Saturday, January 11, 2020

About that "turn the other cheek" thing

I'm writing this because a couple of people on Facebook truly managed to push me over the edge today, I don't mind people disagreeing with me, but I cannot handle being continuously provoked.

When it gets to the point where I ask nicely for you to back off, I MEAN, BACK OFF - especially if you're a repeat offender who likes to return to my wall to provoke me again and again! Today, the only way to get rid of those two guys was to block them, because it was the ONLY way to get them to shut up. I only have two cheeks to turn, and after that, all bets are off, because I “tell it like it is.”

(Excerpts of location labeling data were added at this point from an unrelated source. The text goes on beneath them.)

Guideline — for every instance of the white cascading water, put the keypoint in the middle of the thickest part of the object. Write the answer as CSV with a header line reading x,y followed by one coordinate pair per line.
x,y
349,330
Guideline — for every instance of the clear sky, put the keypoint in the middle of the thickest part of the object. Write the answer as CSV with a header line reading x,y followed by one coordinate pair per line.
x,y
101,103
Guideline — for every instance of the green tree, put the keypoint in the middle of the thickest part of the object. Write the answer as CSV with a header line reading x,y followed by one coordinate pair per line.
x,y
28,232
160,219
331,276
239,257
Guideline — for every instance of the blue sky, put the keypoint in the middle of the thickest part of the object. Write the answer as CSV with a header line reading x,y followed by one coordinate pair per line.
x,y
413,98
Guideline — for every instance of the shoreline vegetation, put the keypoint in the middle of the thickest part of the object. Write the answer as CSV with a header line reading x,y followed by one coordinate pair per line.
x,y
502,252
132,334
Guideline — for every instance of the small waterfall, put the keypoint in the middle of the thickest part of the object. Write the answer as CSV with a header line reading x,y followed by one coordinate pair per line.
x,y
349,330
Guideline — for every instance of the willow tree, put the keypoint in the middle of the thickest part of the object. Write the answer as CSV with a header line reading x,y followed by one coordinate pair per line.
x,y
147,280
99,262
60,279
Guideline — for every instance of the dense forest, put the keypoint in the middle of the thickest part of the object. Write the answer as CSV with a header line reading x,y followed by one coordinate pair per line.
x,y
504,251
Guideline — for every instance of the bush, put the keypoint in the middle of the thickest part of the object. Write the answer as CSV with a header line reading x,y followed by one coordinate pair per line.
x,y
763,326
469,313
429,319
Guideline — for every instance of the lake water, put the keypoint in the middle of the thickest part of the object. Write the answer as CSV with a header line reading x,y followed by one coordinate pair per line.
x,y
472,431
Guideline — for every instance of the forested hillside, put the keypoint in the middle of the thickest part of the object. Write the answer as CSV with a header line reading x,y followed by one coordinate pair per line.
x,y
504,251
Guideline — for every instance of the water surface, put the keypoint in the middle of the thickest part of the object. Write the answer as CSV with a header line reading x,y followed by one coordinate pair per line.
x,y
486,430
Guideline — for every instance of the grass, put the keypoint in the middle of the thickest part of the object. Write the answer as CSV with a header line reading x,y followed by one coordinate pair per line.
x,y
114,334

While Scripture commands us to do everything in our power to maintain shalom, there are provisions for self-defense. Torah instructs the strong to protect the weak, Deut 22:27. Ya'akov teaches to "stand firm" against Satan, James 4:7. Paul teaches to stand against the strategies of the Accuser in Ephesians 6:11; neither does he mince words in Acts 13:10.

Isaiah 14:15 states that haSatan will be brought down to hell and a slaughter is prepared for his children (verse 21). Rev 20:10 promises a date for Satan in the lake of fire, in the meantime we are to recognize that our battles are not against flesh and blood, and to act accordingly.

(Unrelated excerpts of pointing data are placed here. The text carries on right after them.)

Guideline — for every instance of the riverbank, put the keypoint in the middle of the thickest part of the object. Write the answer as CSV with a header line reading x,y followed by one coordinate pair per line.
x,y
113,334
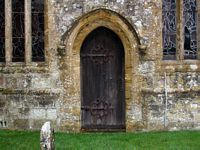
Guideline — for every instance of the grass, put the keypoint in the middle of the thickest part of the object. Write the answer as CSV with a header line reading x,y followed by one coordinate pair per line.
x,y
179,140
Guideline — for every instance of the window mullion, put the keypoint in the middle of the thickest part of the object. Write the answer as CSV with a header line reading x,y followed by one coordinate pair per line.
x,y
8,31
28,39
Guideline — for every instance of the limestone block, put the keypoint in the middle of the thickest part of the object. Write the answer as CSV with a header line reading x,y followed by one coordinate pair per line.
x,y
47,137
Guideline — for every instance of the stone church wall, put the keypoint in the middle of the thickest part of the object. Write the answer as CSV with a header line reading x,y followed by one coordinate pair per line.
x,y
33,94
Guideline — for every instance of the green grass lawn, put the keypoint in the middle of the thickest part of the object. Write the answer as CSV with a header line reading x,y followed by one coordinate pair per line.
x,y
182,140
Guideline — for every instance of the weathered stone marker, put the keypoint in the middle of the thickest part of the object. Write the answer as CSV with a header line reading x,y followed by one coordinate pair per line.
x,y
47,137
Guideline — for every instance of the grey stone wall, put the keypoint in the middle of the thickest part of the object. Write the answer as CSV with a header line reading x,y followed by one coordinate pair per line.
x,y
31,95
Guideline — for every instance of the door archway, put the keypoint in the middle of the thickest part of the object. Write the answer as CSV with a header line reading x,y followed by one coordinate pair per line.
x,y
102,81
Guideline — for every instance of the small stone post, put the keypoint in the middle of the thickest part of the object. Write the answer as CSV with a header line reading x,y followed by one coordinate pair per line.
x,y
47,137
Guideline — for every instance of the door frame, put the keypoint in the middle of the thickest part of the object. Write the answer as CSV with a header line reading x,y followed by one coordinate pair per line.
x,y
73,41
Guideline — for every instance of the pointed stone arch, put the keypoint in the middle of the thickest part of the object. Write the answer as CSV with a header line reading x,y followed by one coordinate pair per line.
x,y
71,61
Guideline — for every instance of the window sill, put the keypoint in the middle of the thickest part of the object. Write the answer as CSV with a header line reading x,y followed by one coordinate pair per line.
x,y
21,67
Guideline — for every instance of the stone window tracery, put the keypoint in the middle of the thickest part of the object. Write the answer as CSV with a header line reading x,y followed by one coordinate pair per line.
x,y
180,29
169,29
22,31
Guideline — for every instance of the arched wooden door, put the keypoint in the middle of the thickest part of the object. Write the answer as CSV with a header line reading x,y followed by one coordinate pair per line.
x,y
102,81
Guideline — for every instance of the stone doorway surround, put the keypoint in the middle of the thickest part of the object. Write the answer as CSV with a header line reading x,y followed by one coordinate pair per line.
x,y
70,62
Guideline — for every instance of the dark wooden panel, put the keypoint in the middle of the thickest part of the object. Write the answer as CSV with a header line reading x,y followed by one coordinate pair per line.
x,y
102,83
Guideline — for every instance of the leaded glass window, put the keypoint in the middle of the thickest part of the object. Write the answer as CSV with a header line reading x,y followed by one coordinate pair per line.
x,y
190,29
169,29
37,30
18,40
2,31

We must remember that Y'shua taught his followers to make sacrifices for the Kingdom and to "take up their cross" and follow him. Many Christians take these ideas literally, knowing what he did on the stake; and, at certain times of the year, they parade large wooden crosses through the streets of their cities.

While Y'shua predicted hardships for his followers, he also told them to rejoice when it happened - but this didn't mean he wanted them to roll over and play dead. Clearly he intended his followers to live! .

Y'shua calls his followers to be beyond reproach so that false accusations against them will not have a negative impact. He knows that "they will lay hands on you and persecute you" on account of his name's sake (Luke 21:12) and he tells us: "If the world hates you, keep in mind that it hated me first." (John 15:18-25) Nevertheless, the fact remains that Y'shua always expects the best possible efforts from his followers, and this is where "turning the other cheek" really comes into play.

Keefa (Peter) was rebuked for cutting off the ear of a member of the arresting party. Y'shua felt so strongly about this being wrong that he restored the stricken man's ear. Why? Because he didn't want to escalate the situation and risk the safety of his own disciples.

Y'shua wanted the assaulter to have an opportunity to re-think his actions. Oftentimes assaults are made during momentary acts of emotion. For these reasons, Y'shua says turn your left cheek, and then see if your attacker is running on their emotions. Most people, if given a moment to think about what they are doing, would probably not resort to violence.

However, even if someone did, the act would indicate the intent and be so blatant that it would virtually guarantee either arrest and/or conviction of assault. Either way, this would again serve as an opportunity for both parties to make one final attempt toward reconciliation before escalating the matter further and winding up in court.